La leggenda risaliva ancora la sua aspra giovinezza di bastardo. C'era chi si ricordava d'esser stato presente al primo incontro di Baciccia con sua madre, la quale, vedendosi deprezzare la propria carne a causa dell'età, era venuta da Parigi al natìo Camogli per fare incetta di carne fresca.
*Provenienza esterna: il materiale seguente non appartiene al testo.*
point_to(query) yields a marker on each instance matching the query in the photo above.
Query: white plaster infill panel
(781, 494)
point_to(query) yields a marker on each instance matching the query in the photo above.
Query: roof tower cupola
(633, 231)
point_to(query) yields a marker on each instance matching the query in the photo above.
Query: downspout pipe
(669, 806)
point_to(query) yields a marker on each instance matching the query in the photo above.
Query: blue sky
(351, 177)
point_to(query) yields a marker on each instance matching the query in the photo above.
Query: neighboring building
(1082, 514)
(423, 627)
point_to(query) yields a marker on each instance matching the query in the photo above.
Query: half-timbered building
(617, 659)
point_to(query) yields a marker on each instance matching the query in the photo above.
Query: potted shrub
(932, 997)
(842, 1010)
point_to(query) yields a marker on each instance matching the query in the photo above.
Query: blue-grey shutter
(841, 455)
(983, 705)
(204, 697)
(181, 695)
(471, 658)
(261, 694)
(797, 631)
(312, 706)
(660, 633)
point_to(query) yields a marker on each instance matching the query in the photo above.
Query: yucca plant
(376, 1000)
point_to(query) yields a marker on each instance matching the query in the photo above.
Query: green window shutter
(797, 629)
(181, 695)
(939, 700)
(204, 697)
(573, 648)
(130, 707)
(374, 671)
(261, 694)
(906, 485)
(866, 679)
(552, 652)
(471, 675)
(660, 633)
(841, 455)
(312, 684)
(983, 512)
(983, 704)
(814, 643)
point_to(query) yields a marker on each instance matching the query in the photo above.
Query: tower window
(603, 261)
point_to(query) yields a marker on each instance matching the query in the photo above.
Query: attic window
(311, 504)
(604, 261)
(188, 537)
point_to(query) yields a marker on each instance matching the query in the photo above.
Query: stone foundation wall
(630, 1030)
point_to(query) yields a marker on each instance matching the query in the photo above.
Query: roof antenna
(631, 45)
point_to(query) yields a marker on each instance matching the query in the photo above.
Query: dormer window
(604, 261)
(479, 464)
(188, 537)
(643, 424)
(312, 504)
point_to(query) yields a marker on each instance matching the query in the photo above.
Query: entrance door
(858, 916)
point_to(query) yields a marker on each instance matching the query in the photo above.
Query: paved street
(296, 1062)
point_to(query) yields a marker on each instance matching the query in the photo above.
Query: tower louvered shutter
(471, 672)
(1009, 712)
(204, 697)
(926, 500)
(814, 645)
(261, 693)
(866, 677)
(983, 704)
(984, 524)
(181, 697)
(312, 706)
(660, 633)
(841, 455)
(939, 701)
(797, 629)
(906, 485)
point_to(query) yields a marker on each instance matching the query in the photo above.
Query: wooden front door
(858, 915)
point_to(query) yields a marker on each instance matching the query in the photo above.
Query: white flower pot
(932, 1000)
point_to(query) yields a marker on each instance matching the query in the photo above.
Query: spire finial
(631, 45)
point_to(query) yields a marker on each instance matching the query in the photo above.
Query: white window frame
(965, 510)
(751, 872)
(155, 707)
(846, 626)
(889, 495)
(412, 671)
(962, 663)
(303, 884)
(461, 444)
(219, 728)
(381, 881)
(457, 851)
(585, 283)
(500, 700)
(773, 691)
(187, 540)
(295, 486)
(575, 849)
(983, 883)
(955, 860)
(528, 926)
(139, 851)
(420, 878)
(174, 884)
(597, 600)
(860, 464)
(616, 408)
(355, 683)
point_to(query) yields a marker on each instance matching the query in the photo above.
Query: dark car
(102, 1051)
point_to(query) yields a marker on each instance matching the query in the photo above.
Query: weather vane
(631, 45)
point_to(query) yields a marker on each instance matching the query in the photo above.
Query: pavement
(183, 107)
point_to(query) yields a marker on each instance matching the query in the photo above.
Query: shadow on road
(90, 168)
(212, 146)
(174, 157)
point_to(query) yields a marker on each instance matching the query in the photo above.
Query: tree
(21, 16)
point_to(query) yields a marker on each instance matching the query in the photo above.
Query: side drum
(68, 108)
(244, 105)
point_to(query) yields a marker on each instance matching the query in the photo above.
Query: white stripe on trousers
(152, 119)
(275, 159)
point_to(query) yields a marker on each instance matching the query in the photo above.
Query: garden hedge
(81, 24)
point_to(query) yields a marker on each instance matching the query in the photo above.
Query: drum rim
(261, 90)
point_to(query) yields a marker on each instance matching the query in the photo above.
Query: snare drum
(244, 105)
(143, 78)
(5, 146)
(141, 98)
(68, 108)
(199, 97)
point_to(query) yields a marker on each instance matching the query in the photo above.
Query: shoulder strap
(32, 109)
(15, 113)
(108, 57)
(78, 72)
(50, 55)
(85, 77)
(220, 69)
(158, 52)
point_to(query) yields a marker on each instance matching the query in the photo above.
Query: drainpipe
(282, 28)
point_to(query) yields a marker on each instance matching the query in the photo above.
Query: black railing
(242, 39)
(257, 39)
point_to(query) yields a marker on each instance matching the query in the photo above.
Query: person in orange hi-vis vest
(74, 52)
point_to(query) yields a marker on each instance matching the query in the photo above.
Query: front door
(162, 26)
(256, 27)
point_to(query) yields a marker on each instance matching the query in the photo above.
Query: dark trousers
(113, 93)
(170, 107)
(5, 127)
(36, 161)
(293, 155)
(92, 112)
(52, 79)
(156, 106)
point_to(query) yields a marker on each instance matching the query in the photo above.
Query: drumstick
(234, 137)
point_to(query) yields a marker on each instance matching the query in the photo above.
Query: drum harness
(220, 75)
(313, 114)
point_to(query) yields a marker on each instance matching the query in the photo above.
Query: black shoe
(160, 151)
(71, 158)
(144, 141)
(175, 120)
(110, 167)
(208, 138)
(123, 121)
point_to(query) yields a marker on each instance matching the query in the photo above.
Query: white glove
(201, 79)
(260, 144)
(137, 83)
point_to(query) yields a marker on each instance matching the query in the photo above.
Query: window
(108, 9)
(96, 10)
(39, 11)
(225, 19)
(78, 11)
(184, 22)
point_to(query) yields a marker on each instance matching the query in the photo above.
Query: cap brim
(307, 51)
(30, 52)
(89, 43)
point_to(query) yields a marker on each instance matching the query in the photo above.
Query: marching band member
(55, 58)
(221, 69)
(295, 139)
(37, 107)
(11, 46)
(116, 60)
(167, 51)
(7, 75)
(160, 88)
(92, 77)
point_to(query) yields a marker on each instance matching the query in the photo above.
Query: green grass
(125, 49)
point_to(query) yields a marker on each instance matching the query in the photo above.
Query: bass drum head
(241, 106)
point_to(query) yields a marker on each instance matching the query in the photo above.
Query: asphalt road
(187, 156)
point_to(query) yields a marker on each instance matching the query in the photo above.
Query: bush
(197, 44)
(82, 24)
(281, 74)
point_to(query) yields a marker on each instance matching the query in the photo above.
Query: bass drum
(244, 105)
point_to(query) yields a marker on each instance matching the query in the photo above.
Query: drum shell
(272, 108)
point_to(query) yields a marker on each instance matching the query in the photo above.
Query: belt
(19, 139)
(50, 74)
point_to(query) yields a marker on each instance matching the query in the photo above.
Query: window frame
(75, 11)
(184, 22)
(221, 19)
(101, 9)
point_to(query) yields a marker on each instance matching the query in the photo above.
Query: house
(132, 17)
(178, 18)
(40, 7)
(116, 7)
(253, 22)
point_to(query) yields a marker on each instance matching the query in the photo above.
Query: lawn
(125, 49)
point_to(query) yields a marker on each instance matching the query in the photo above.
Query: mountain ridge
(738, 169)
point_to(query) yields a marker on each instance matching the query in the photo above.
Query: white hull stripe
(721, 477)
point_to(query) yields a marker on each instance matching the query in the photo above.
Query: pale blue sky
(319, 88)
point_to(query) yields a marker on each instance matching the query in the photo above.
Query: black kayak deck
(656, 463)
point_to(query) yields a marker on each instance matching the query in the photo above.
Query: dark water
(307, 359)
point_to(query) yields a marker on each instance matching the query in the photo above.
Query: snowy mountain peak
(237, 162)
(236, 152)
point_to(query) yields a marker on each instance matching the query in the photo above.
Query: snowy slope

S'erano incontrati a un tavolino del Caffè Centrale. Li aveva fatti incontrare là la vecchia levatrice che l'aveva raccolto e che poi era stata sempre la intermediaria tra quelle due creature che non si erano mai vedute: eppure erano madre e figlio! La madre, di tanto in tanto, aveva mandato alla buna dona dieci franchi in oro per il piccolo Baciccia, ed essa li [pg!54] aveva puntualmente passati al ragazzo. Quando la vecchia arrivò davanti al tavolino dov'era Baciccia, con quella gran signora tutta carica di brillanti, verniciata sul viso sulle mani sui capelli, impellicciata d'ermellino come una imperatrice, con un cappello che sembrava un bastimento a tutte vele spiegate, e disse: — Ecco tua madre! — Baciccia, che compiva quel giorno diciott'anni, e già a Marsiglia a Barcellona a Genova aveva avuto occasione di vedere roba simile, fece un certo verso storcendo la bocca, e poi disse, strascicandosi più del solito le parole:
— E.... vaa beèn!
— Qu'il est fort! — esclamò la madre esaminandolo con un'occhiata che lo fece arrossire. — Joli garçon! — aggiunse ancora la madre, e gli offrì delle sigarette egiziane in un astuccio d'argento dorato.
Baciccia lo respinse e volle pagar da bere e da fumare, lui. Poi, come sua madre si dilungava in patetiche frasi e sembrava volergli ricordare ch'essa aveva sempre cercato d'aiutarlo un poco, facendo anche qualche sacrifizio per lui, egli si ficcò la destra bruna incatramata e callosa sotto il suo grosso panciotto di velluto e ne cavò fuori un libretto della Cassa di Risparmio e disse alla madre:
[pg!55] — Quando sarai malata in qualche ospedale, e non ci sarà un cane che ti guarderà, ricordati che i tuoi quattrini che m'hai mandato son tutti qui.
La madre, che aveva già toccato il tavolino di ferro e il suo rametto di corallo e fatte le corna e sputatoci in mezzo, si alzò gridando:
— Pòscite müì d'en aççidente!
E così s'erano lasciati quel giorno; ed era la prima e anche l'ultima volta che si dovevan vedere nel mondo.